"Damn him for a confounded cockney gas-bag!" I murmured, despondently, but fortunately Suzanne was at that moment busy at the further end of the dressing-room. I stood erect, impatient of further delay.
"Look here, girl," I exclaimed, "will you quit this fussy nonsense and get me out of here? I've got an engagement at----"
My sweet, velvety voice failed me as I realized that I was again forgetting myself, or, rather, Caroline.
The long suffering Suzanne was at my side, instantly.
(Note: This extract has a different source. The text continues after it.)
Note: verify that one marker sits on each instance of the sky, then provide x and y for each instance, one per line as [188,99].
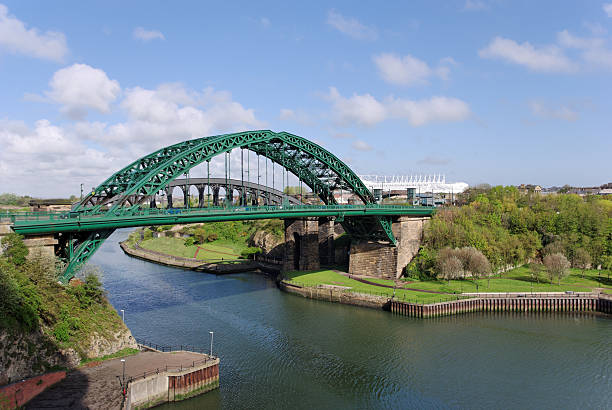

"Madame may go now," she said, giving a finishing touch here and there to my hair and costume. I made for the bedroom eagerly, but tripped over my dress, recovering my equilibrium and went on. Suzanne said something to herself in French, but the only words that came distinctly to my ears were:
"Le cocktail! Il est diabolique!"
CHAPTER III.
CAROLINE'S USURPATION.
In philosophic mood last night, as idly I was lying,
That souls may transmigrate, methought, there could be no denying;
So just to know to what I owe propensities so strong,
I drew my soul into a chat--our gossip lasted long.
--Béranger.
It was not wholly unpleasant to find myself facing Caroline across the breakfast-table. There she sat, attired in my most becoming gray business suit, in outward seeming a large, well-groomed man-of-the-world. The light in her--or my--eyes suggested the possibility that she had found compensations for her soul's change of base. If that was the case, Caroline was more to be envied than I was, for, despite the feminine beauty that had become mine for a time, I was wholly ill-at-ease and disgruntled. My hand trembled and I spilled the coffee that it had become my duty to serve. Jones, our phlegmatic butler, appeared to be politely astonished at my clumsiness and glanced at me furtively now and again.